Map step: The master node takes the input, divides it into smaller sub-problems, and distributes them to worker nodes. A worker node may do this again in turn, leading to a multi-level tree structure. The worker node processes the smaller problem, and passes the answer back to its master node. Reduce step: The master node then collects the answers to all the sub-problems and combines them in some way to form the output – the answer to the problem it was originally trying to solve.
or [2]
Internals of MAP: […] MAP splits up the input value into words. […] MAP is meant to associate each given key/value pair of the input with potentially many intermediate key/value pairs. Internals of REDUCE: […] [REDUCE] performs imperative aggregation (say, reduction): take many values, and reduce them to a single value.

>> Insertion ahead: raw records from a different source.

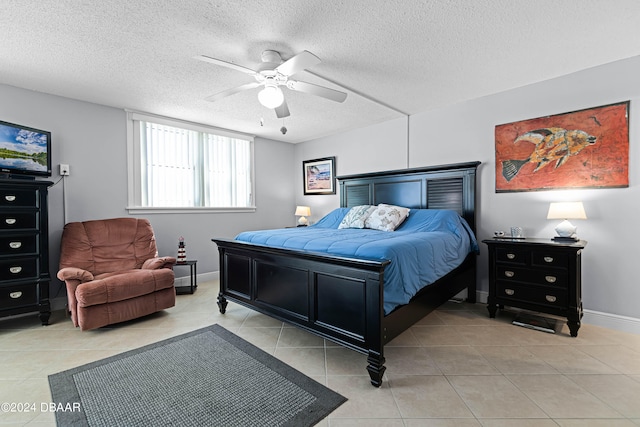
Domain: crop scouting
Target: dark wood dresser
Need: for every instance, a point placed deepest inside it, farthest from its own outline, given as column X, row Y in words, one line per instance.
column 536, row 274
column 24, row 248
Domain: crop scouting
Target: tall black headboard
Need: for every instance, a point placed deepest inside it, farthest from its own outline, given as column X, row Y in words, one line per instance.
column 434, row 187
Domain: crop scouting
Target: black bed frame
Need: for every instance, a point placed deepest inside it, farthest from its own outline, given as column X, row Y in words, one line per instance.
column 341, row 299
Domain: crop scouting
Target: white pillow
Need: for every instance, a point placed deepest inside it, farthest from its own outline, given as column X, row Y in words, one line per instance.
column 386, row 217
column 356, row 216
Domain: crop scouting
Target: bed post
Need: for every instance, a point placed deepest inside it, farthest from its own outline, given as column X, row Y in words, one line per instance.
column 376, row 367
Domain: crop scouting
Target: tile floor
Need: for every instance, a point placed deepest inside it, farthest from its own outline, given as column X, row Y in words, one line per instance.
column 456, row 367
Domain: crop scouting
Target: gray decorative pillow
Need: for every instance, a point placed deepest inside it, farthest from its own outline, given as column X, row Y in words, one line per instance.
column 356, row 216
column 386, row 217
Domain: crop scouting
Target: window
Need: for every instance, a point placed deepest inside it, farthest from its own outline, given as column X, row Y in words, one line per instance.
column 177, row 165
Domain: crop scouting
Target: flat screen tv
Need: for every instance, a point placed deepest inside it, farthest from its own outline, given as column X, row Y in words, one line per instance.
column 24, row 151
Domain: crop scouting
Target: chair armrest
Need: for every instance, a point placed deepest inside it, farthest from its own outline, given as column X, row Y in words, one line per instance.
column 159, row 262
column 73, row 273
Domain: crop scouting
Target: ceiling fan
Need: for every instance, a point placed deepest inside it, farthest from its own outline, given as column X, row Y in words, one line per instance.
column 272, row 73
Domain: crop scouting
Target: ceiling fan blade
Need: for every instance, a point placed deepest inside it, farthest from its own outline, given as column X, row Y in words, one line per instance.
column 225, row 64
column 231, row 91
column 297, row 63
column 283, row 110
column 325, row 92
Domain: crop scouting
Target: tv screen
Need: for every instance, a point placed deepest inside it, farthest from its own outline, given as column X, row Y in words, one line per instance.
column 24, row 150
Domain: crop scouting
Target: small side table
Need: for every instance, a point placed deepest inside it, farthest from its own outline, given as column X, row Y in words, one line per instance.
column 192, row 272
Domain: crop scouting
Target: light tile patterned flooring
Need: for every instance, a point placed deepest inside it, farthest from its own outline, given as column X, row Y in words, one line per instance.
column 456, row 367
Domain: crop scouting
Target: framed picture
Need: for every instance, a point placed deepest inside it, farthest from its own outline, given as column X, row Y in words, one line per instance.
column 319, row 176
column 582, row 149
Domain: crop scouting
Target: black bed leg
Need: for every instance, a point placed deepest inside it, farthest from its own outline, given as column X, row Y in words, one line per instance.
column 222, row 303
column 376, row 368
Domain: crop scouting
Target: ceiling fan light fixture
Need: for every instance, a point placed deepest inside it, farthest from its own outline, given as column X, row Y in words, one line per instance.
column 271, row 96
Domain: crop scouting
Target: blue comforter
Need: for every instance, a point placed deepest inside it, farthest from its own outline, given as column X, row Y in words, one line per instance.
column 427, row 245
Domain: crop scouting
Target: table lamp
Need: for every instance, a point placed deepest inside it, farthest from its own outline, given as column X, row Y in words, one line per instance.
column 566, row 211
column 303, row 212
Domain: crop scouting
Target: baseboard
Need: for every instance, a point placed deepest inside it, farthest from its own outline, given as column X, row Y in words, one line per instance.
column 596, row 318
column 612, row 321
column 200, row 278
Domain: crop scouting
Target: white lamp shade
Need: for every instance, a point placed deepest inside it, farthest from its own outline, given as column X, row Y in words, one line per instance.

I can not help but think: this is divide & conquer (in the sense of Mergesort), plain and simple! So, is there (conceptual) novelty in MapReduce somewhere, or is it just a new implementation of old ideas useful in certain scenarios?
- US Patent 7,650,331: “System and method for efficient large-scale data processing “ (2010)
- Google’s MapReduce programming model — Revisited by R. Lämmel (2007)
Asked By : Raphael
Best Answer from StackOverflow
Question Source : http://cs.stackexchange.com/questions/3019
Answered By : Mike Samuel
I can not help but think: this is divide & conquer, plain and simple!
M/R is not divide & conquer. It does not involve the repeated application of an algorithm to a smaller subset of the previous input. It’s a pipeline (a function specified as a composition of simpler functions) where pipeline stages are alternating map and reduce operations. Different stages can perform different operations.
So, is there (conceptual) novelty in MapReduce somewhere, or is it just a new implementation of old ideas useful in certain scenarios?
MapReduce does not break new ground in the theory of computation — it does not show a new way of decomposing a problem into simpler operations. It does show that particular simpler operations are practical for a particular class of problem. The MapReduce paper’s contribution was
- evaluating a pipeline of two well understood orthogonal operators that can be distributed efficiently and fault-tolerantly on a particular problem: creating a text index of large corpus
- benchmarking map-reduce on that problem to show how much data is transferred between nodes and how latency differences in stages affect overall latency
- showing how to make the system fault tolerant so machine failures during computation can be compensated for automatically
- identifying specific useful implementation choices and optimizations
Some of the critiques fall into these classes:
- “Map/reduce does not break new ground in theory of computation.” True. The original paper’s contribution was that these well-understood operators with a specific set of optimizations had been successfully used to solve real problems more easily and fault-tolerantly than one-off solutions.
- “This distributed computation doesn’t easily decompose into map & reduce operations”. Fair enough, but many do.
- “A pipeline of n map/reduce stages require latency proportional to the number of reduce steps of the pipeline before any results are produced.” Probably true. The reduce operator does have to receive all its input before it can produce a complete output.
- “Map/reduce is overkill for this use-case.” Maybe. When engineers find a shiny new hammer, they tend to go looking for anything that looks like a nail. That doesn’t mean that the hammer isn’t a well-made tool for a certain niche.
- “Map/reduce is a poor replacement for a relational DB.” True. If a relational DB scales to your data-set then wonderful for you — you have options.